What happens when warm, moist air from Mexico and cool dry air from Canada collide? A tornado occurs. A tornado is a strong rotation of storm wind that reaches the ground. Tornadoes can destroy buildings, knock over trees, and move cars. Each year, there are around 1,000 tornadoes reported nationwide in the U.S.
Tornadoes can occur at any time of the day or year. Meteorologists don’t know exactly how all tornadoes form, but some of the basics remain consistent: when winds blow at different speeds and heights, they form a rotating mass of air. This mass of air rolls along the ground just like a can rolling along the sidewalk does. Then, it is pushed up-right by warm, rising air, which is called an updraft. When caught in the flow of air moving into the storm, the winds tighten and move faster. This creates a funnel cloud that moves as fast as 300 miles per hour. Rain or hail pushes the funnel cloud towards the ground, thus forming a tornado. One in one thousand thunder storms produce a tornado.

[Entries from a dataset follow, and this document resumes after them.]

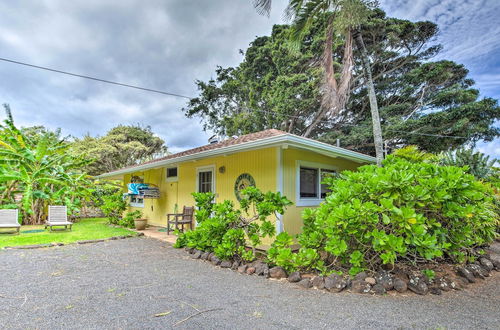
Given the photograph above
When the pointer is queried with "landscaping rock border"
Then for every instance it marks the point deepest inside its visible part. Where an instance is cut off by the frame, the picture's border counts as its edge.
(47, 245)
(377, 283)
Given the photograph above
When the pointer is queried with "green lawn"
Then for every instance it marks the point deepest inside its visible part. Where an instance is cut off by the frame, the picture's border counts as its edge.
(93, 228)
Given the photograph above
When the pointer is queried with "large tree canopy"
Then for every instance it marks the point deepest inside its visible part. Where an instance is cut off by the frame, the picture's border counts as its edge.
(278, 86)
(120, 147)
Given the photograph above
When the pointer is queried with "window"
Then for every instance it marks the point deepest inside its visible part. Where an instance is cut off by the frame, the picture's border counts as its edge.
(205, 181)
(308, 182)
(310, 189)
(136, 201)
(172, 174)
(325, 174)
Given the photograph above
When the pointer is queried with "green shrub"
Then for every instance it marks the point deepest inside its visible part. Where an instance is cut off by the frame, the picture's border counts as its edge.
(226, 230)
(128, 220)
(406, 210)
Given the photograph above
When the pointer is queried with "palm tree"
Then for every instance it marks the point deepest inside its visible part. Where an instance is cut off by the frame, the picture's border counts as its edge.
(343, 17)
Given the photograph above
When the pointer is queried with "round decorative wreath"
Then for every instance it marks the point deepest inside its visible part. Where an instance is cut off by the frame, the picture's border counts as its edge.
(243, 181)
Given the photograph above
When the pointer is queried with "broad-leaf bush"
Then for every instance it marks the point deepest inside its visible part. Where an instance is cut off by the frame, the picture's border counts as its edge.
(226, 230)
(405, 210)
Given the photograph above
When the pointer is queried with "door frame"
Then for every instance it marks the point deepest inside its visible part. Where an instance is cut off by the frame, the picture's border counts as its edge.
(208, 168)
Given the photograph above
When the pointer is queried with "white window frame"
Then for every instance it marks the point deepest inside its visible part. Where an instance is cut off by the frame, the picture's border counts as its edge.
(310, 201)
(134, 204)
(206, 169)
(173, 178)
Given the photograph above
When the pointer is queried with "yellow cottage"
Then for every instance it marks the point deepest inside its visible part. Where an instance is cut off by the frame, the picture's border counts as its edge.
(272, 160)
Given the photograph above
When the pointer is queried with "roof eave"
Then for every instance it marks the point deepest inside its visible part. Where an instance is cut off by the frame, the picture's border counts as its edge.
(263, 143)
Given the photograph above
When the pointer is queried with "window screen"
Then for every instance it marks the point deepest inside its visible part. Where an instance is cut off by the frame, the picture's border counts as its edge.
(324, 187)
(308, 182)
(205, 181)
(172, 172)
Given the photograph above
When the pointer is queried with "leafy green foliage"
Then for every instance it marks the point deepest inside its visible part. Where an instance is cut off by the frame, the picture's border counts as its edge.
(276, 87)
(410, 211)
(120, 147)
(36, 170)
(429, 273)
(225, 230)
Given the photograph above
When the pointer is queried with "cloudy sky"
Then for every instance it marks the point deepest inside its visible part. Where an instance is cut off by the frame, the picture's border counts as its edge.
(167, 45)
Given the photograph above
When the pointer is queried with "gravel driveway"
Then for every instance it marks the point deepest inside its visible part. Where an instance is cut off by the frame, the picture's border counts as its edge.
(122, 284)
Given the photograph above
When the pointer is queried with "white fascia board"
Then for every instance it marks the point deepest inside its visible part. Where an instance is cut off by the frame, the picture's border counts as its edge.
(259, 144)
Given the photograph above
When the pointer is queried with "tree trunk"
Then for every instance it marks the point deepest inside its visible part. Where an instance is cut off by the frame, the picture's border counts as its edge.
(377, 130)
(334, 93)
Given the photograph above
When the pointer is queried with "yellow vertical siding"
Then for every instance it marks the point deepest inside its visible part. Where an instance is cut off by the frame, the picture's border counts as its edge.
(292, 220)
(262, 164)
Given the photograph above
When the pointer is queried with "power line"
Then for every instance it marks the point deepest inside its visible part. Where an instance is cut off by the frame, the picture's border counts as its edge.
(94, 78)
(188, 97)
(434, 135)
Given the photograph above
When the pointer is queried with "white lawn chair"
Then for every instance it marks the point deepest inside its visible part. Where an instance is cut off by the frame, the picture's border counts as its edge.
(8, 219)
(58, 216)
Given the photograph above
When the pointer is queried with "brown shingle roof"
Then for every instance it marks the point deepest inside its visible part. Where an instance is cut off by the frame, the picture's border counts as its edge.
(229, 142)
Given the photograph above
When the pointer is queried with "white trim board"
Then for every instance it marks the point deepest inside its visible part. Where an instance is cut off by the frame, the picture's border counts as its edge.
(274, 141)
(310, 201)
(279, 185)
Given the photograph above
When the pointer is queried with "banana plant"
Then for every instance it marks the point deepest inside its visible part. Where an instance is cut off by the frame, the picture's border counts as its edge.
(40, 169)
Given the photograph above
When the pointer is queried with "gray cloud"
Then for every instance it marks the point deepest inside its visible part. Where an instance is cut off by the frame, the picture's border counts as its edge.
(167, 45)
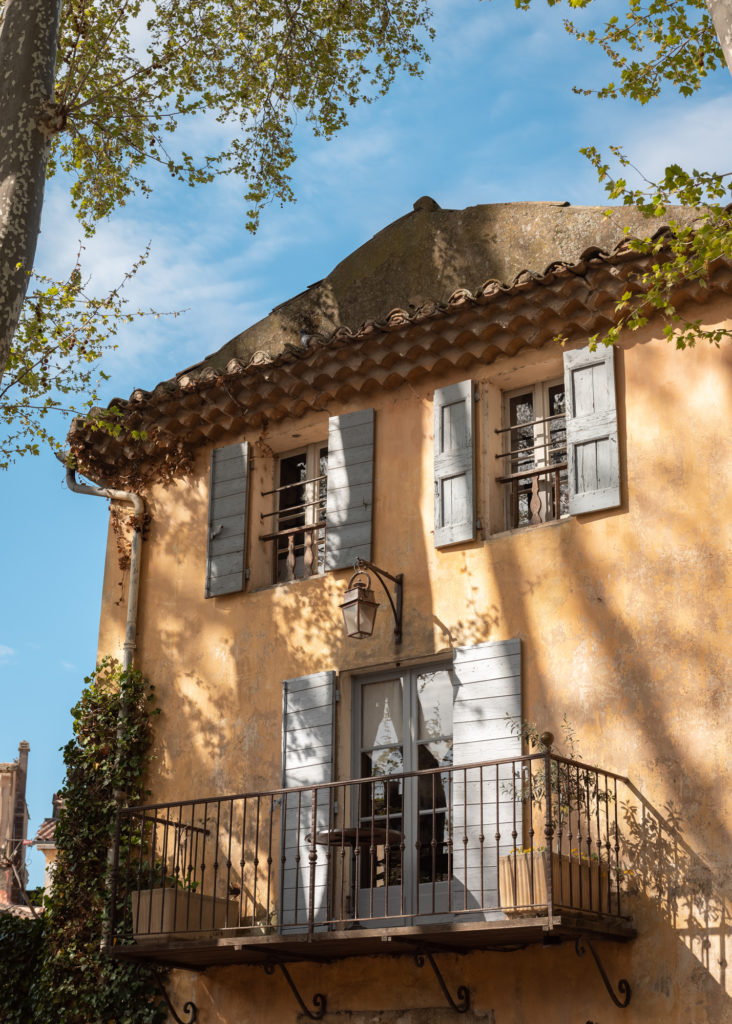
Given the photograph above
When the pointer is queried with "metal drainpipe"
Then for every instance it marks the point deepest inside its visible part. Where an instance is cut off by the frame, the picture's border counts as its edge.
(128, 650)
(138, 506)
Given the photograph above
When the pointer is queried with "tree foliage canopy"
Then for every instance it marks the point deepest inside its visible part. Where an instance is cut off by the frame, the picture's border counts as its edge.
(131, 75)
(655, 43)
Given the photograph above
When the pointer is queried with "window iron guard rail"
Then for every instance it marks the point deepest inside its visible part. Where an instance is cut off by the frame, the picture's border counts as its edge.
(534, 448)
(486, 841)
(296, 483)
(529, 423)
(543, 507)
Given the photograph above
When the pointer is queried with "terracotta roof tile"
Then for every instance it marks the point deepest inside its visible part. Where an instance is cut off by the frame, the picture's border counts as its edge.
(499, 320)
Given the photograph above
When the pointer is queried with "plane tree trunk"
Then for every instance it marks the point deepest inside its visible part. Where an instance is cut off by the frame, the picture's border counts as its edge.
(29, 39)
(721, 13)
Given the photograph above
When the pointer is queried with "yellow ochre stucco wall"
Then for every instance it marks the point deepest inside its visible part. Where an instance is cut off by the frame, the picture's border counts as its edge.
(623, 621)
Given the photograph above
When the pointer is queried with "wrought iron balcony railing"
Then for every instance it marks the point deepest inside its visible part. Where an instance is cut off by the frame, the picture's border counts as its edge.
(493, 841)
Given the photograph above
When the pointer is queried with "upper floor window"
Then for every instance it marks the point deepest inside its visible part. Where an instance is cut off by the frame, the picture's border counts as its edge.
(312, 505)
(299, 514)
(556, 445)
(533, 463)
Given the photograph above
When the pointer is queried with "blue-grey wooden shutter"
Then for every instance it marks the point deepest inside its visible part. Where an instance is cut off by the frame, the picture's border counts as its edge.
(486, 726)
(350, 488)
(592, 430)
(455, 502)
(308, 723)
(225, 562)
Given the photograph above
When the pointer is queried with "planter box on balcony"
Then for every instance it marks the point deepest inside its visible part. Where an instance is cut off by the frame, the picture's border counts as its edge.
(575, 885)
(157, 911)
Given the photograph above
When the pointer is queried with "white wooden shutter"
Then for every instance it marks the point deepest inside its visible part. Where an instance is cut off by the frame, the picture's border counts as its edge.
(308, 722)
(225, 561)
(485, 801)
(350, 488)
(592, 430)
(455, 503)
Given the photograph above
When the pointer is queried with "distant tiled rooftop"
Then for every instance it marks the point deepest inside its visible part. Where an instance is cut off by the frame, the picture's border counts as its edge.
(46, 832)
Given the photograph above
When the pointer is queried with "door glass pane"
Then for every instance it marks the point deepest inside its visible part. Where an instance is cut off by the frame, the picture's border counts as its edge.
(381, 714)
(432, 846)
(434, 704)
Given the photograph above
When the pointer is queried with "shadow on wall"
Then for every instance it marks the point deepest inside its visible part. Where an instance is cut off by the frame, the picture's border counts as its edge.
(665, 879)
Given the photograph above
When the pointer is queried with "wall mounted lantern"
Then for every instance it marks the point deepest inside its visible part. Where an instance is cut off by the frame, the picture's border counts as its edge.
(358, 605)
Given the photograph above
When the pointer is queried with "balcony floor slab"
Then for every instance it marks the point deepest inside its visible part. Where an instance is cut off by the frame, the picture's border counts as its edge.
(246, 945)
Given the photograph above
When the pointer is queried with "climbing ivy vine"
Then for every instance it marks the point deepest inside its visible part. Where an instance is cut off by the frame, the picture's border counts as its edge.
(54, 972)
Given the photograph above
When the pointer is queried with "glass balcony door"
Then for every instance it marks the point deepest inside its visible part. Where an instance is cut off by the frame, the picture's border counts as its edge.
(403, 724)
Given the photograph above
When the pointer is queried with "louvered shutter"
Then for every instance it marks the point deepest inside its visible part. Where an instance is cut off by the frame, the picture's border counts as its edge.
(592, 430)
(455, 503)
(350, 488)
(487, 702)
(308, 723)
(227, 519)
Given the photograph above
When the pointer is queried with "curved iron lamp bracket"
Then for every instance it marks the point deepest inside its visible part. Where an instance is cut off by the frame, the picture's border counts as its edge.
(463, 991)
(189, 1008)
(361, 565)
(623, 985)
(318, 998)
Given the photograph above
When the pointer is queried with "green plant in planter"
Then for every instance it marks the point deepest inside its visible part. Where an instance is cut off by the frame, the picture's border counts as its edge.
(573, 790)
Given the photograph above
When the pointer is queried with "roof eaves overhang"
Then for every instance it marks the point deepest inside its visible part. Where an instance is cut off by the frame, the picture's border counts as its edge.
(202, 407)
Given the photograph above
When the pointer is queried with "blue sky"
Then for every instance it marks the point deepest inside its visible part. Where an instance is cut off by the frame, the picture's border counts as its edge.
(492, 120)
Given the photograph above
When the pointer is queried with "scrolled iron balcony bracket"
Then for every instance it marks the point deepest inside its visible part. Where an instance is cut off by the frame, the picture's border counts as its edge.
(463, 991)
(318, 998)
(623, 985)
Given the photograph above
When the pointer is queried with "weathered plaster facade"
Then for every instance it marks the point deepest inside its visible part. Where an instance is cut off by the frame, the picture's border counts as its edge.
(623, 628)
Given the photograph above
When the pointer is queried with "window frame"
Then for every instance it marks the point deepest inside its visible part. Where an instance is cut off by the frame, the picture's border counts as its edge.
(312, 528)
(547, 493)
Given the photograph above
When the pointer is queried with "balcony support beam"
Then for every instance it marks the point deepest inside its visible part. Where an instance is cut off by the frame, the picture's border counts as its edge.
(463, 991)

In addition to traditional tornadoes, there are many other types of windstorms such as gustnado, waterspouts, landspouts, and dust devils. A gustnado is a weak whirlwind that forms a gust of wind but does not reach the ground, wheras a waterspout is a weak tornado that occurs over bodies of water. A landspout is just like a water spout, except it occurs on land. In contrast, a dust devil is a harmless whirlwind not associated with a storm.
In northern states, tornado season is in the summer. Southern states have two tornado seasons—one in fall and one in spring. Most tornadoes in the United States occur in “Tornado Alley,” which includes Texas, Oklahoma, Nebraska, South Dakota, North Dakota, Iowa, Missouri, Arkansas, and Louisiana.
How tornadoes stop is a mystery, and researchers are still seeking to answer this question. That being said, it seems that with every tornado that swirls, researchers continue to uncover new discoveries about these lethal winds.